On my charts, I show Fibonacci retracements and extensions. The left hand side are retracements, which are measured at a major pivot from a trough to a peak. On the right side are extensions which are measured at pivots from trough to peak to trough.
I show two time frames, the long cycle which I believe the market is keying on and the most recent time frame. I will sometimes add a third time frame if I feel I need more information.
While we can use any line as a support or resistance line, it is best to look for “confluence.” That is, where 2 or more lines are very close together. These areas provide stronger support or resistance.
The Fib ratios are the basis of the yellow buy zones that I have on the charts. Within those ranges, you can look to buy, if:
- there is not significant downward momentum. Use the other indicators to help determine that. If there is significant down momentum, hold off on buying until that momentum breaks – which is usually in the middle of a day. It is okay to wait a bit for confirmation as part of your risk management process. Don’t feel in a hurry to buy. There is ALWAYS another opportunity in the stock market.
- nothing has fundamentally changed with the asset in question.
Other Technical Indicators
There are many other technical indicators. Many are very valid and could support your type of investing or trading. Experimenting will help with overall understanding.

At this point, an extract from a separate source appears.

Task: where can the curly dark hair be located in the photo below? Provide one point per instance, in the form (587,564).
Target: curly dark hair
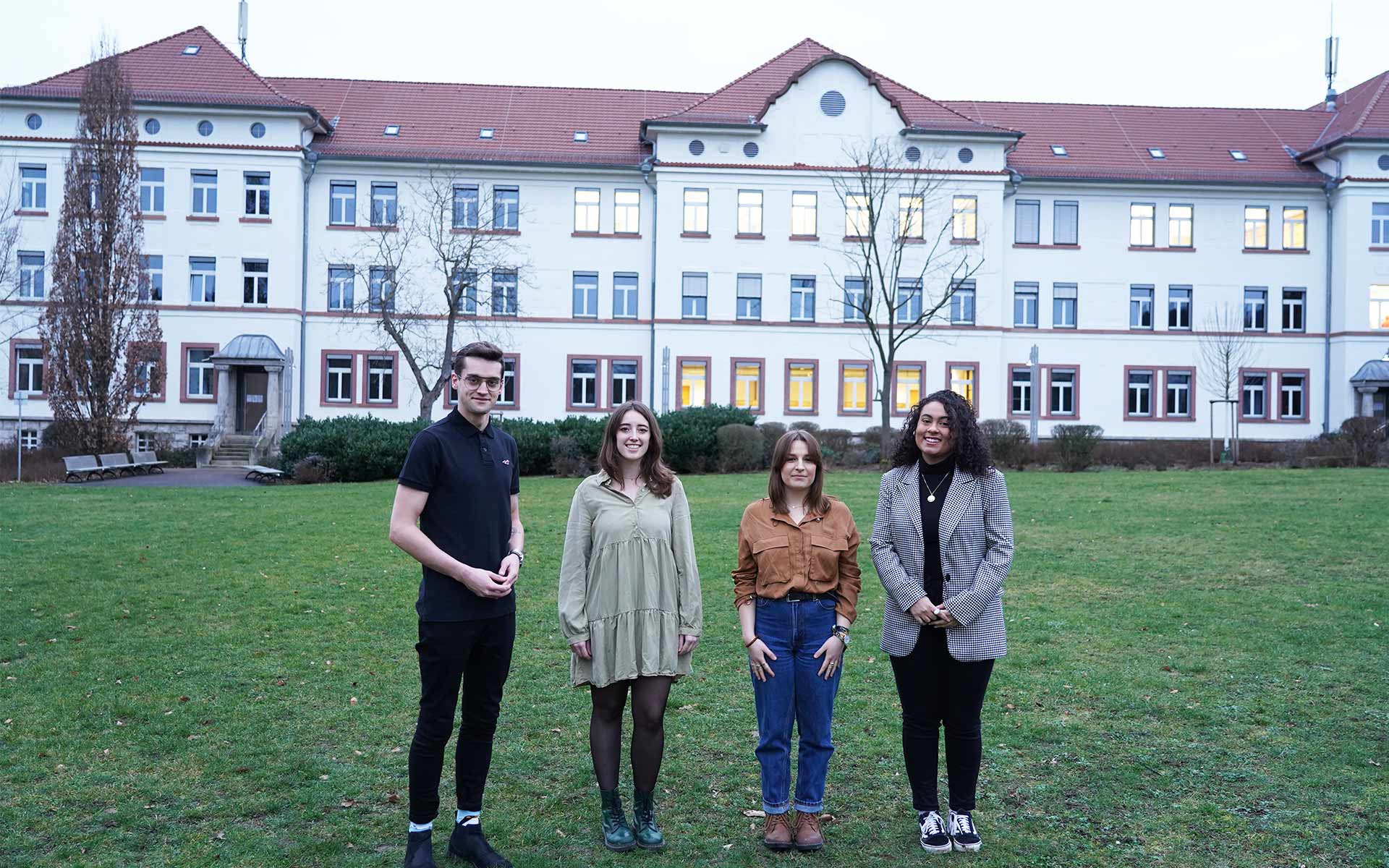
(972,451)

You will notice at the bottom of my charts a small section I did not cover. It is a handmade indicator that measures 3 exponential moving averages of 10 periods, 20 periods and 50 periods. These are usually measured in days, but you can certainly use weeks or months as your periods.
I use this to show me when three important time frames all start to move or roll over in a different direction. What I have learned is that when EMA starts rolling over on every time frame, then it is time to sell.

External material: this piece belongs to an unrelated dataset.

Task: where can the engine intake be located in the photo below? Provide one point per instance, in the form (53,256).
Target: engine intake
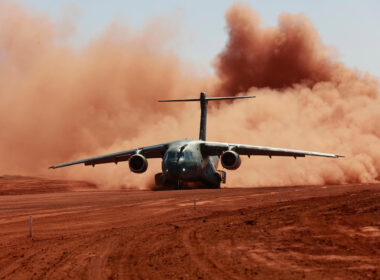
(230,160)
(138,163)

I will also loosely use Elliott Waves. In general, the longer the wave pattern, the more it tells you about the big trend. However, Elliott Waves, in my 25 year opinion, are just another way to identify common repeating patterns. It is not good at forecasting change in my opinion.
Events disrupt Elliott Waves repeatedly in my experience. For example, Elliott Waves were not very useful in projecting the Coronavirus Crash ahead of time. However, tracking the money flows told us ahead of time that the stock market correction we expected sometime in 2020 was coming sooner and harder than otherwise.
Here’s a chart I put out before the first big volatility event in 2018:
The 3 dark red humps are a “head and shoulders” pattern that developed over a two-and-a-half year time frame. It is very ominous. Based on this chart and the economics we are seeing in mid-2020, only Federal Reserve or government policy (step 2 in our investment process) is likely to prevent a deep correction. How would an Elliott Wave predict government or Fed policy? Therefore, no Elliott Waves were harmed in the making of this chart.
Essential Technical Analysis Book
Here is the first of several technical analysis book from our “Investment Trends Book Club” list. It’s a great place to start learning the basics and some of the advanced of technical trading.
JACK D. SCHWAGER is the CEO of Wizard Trading, a commodity trading advisory firm that has been managing client funds since 1990. He is the author of The Complete Guide to the Futures Markets, Market Wizards, The New Market Wizards, Fundamental Analysis, and Technical Analysis.
I strongly suggest reading this. Kindle is great and cheap, but I recommend a paper copy so you can scribble in the margins.
Disclosure: I/we have no positions in any stocks mentioned, and no plans to initiate any positions within the next 72 hours. I wrote this article myself, and it expresses my own opinions. I am not receiving compensation for it and have no business relationship with any company whose stock is mentioned in this article.